WASHINGTON, D.C., Nov. 23, 2018—Dr. Russell Moore, president of the Ethics & Religious Liberty Commission of the Southern Baptist Convention, wrote an op-ed that ran in today’s print edition of The Wall Street Journal on a provision in the Tax Cuts and Jobs Act of 2017 that would tax non-profit organizations for the cost of parking and transit benefits provided to employees.
In the piece, Moore argues that the provision effectively creates an income tax on churches and raises serious concerns and questions about religious freedom and the First Amendment.
Excerpts of the article are below.
“A little-noticed provision in the Tax Cuts and Jobs Act of 2017 now looms over faith communities in America, raising serious questions about religious freedom and the First Amendment. While this provision is a relatively small piece of the overall package, the effect of the policy it created will be felt by the faithful around the country. This change is a new policy to tax nonprofit organizations—including houses of worship, like the Southern Baptist churches I serve—for the cost of parking and transit benefits provided to employees. This effectively creates an income tax on churches.
“The imposition of a tax burden on churches, religious schools and other charities is a shocking change in the federal government’s orientation toward these organizations of goodwill. The new tax requires institutions to file federal Form 990-T and possibly pay taxes every year—regardless of whether they engage in any unrelated business activity. In addition to the new federal requirements, many nonprofits will then face the requirement to file state returns and possibly pay state income tax. Further, in the name of taxing parking lots, the new regulations created a new tax liability. In turn, this creates new operations costs for proper accounting and regulatory compliance at every nonprofit organization. For many nonprofits, these operations costs could exceed the amount of money actually collected by the Internal Revenue Service.
“This new tax would extract $1.7 billion from the charitable sector over 10 years. Whatever purpose Section 512(a)(7) was intended to serve, it simply cannot justify taking this $1.7 billion toll on churches and charities. Ultimately, this isn’t a levy on the organizations. It is a tax on the people and vulnerable communities they serve.
“Beyond the practical downsides, Congress should also consider first principles. Taxing houses of worship is deeply un-American—no matter how large or small the tax burden. The proper separation of the state from the church is at the heart of the American project. As the Founders understood, the power to tax is the power to destroy. Tax laws don’t exist to give special privileges for religious organizations. They are meant to recognize that, unlike in other places and at other times, the state here doesn’t regulate, or subsidize, the worship of God.

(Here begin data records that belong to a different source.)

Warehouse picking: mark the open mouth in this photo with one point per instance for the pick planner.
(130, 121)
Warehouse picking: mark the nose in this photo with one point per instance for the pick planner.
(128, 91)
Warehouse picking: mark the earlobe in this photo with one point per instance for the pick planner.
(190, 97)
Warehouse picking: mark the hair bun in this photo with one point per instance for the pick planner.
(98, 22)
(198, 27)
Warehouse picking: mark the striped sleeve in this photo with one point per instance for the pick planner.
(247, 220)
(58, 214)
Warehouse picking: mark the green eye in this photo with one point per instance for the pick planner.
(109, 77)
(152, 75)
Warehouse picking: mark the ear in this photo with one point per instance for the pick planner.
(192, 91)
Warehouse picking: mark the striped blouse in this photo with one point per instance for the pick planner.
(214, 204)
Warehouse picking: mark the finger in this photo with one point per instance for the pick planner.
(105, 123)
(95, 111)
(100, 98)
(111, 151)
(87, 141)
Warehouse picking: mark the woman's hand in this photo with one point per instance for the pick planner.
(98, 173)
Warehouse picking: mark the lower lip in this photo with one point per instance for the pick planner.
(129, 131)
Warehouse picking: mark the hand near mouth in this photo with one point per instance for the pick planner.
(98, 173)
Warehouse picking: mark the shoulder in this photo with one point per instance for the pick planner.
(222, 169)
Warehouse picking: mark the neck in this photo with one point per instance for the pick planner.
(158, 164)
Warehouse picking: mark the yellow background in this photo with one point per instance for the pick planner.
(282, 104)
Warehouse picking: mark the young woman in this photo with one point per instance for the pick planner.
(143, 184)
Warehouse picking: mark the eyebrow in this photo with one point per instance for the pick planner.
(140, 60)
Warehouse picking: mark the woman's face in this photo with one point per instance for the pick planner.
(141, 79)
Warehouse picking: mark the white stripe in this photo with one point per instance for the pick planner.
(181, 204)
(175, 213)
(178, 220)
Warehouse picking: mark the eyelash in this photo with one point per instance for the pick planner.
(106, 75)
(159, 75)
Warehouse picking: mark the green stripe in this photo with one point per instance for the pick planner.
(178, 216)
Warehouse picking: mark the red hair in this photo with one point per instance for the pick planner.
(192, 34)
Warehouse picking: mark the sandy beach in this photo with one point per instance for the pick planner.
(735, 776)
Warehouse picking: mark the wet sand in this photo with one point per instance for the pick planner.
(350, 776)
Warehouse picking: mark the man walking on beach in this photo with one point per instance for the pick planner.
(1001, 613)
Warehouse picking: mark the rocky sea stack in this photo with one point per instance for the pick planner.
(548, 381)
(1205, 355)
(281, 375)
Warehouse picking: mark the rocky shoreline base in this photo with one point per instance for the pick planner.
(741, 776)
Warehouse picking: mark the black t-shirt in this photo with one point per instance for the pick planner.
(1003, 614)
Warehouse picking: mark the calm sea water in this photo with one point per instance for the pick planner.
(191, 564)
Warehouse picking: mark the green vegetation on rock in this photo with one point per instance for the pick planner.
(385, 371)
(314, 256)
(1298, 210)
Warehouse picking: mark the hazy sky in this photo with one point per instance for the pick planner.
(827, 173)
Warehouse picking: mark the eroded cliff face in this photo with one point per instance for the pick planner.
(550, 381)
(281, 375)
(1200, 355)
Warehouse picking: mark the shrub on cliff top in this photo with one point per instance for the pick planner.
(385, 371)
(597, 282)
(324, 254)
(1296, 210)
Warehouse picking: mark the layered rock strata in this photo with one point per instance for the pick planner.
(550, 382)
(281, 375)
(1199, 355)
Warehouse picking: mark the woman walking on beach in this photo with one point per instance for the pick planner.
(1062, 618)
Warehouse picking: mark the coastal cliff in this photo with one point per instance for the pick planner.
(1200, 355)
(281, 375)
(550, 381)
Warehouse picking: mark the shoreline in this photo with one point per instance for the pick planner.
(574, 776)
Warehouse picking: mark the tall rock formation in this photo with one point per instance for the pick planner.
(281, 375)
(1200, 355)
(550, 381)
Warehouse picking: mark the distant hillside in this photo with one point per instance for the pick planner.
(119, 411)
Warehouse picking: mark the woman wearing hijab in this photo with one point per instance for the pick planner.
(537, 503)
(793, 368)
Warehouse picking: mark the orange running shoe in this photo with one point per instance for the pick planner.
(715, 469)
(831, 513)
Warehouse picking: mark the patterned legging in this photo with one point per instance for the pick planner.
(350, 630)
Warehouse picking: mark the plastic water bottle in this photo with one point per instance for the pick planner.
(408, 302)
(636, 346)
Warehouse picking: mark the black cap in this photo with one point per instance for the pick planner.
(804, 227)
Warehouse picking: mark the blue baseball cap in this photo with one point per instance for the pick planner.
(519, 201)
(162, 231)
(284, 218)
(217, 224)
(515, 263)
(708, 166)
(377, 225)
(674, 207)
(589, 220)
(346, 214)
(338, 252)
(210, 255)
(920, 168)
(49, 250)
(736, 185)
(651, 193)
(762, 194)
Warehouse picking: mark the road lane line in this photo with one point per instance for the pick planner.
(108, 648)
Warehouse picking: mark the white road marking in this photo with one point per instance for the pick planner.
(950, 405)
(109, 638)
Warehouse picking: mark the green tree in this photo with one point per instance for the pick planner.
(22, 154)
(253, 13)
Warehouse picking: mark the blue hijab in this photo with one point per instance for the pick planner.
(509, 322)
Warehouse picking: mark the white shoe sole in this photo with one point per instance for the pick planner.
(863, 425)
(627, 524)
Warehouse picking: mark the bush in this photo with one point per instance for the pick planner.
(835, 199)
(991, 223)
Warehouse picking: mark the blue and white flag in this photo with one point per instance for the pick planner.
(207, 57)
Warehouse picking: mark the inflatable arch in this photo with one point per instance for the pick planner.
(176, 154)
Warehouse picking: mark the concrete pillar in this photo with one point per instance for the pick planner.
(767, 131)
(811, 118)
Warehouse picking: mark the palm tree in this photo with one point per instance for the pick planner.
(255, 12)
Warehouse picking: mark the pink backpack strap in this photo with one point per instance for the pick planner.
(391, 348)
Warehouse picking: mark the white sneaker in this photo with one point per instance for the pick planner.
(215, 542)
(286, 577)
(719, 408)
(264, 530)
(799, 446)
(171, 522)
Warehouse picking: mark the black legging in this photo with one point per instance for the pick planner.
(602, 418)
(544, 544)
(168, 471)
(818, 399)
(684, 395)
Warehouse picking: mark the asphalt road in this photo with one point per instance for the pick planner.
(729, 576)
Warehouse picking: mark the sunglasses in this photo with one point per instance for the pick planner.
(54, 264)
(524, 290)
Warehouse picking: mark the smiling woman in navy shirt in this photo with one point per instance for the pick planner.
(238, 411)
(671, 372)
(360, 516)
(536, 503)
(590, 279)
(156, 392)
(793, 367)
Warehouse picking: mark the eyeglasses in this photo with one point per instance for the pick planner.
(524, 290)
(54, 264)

“This summer Rep. Mark Walker introduced H.R. 6460, the LIFT for Charities Act, which would fully repeal Section 512(a)(7) from the code. Likewise, Sen. James Lankford introduced a Senate version of the bill in August. The two pieces of legislation move the conversation closer to a sensible change in course from the current detrimental path of taxing nonprofits. By striking this new section of the code, the LIFT Act would eliminate this new tax burden and operational impediment on churches and nonprofits.
“This sizable shift in the treatment of charitable organizations by the federal government may well have been unanticipated but the negative effects are as clear as they are unacceptable. This provision in the tax-reform legislation pushed religious communities into uncharted waters, and it ought to be repealed.
“Sunday school children can tell the tax collector: Jesus loves you. He’s happy to have you at church. But he doesn’t work for you.”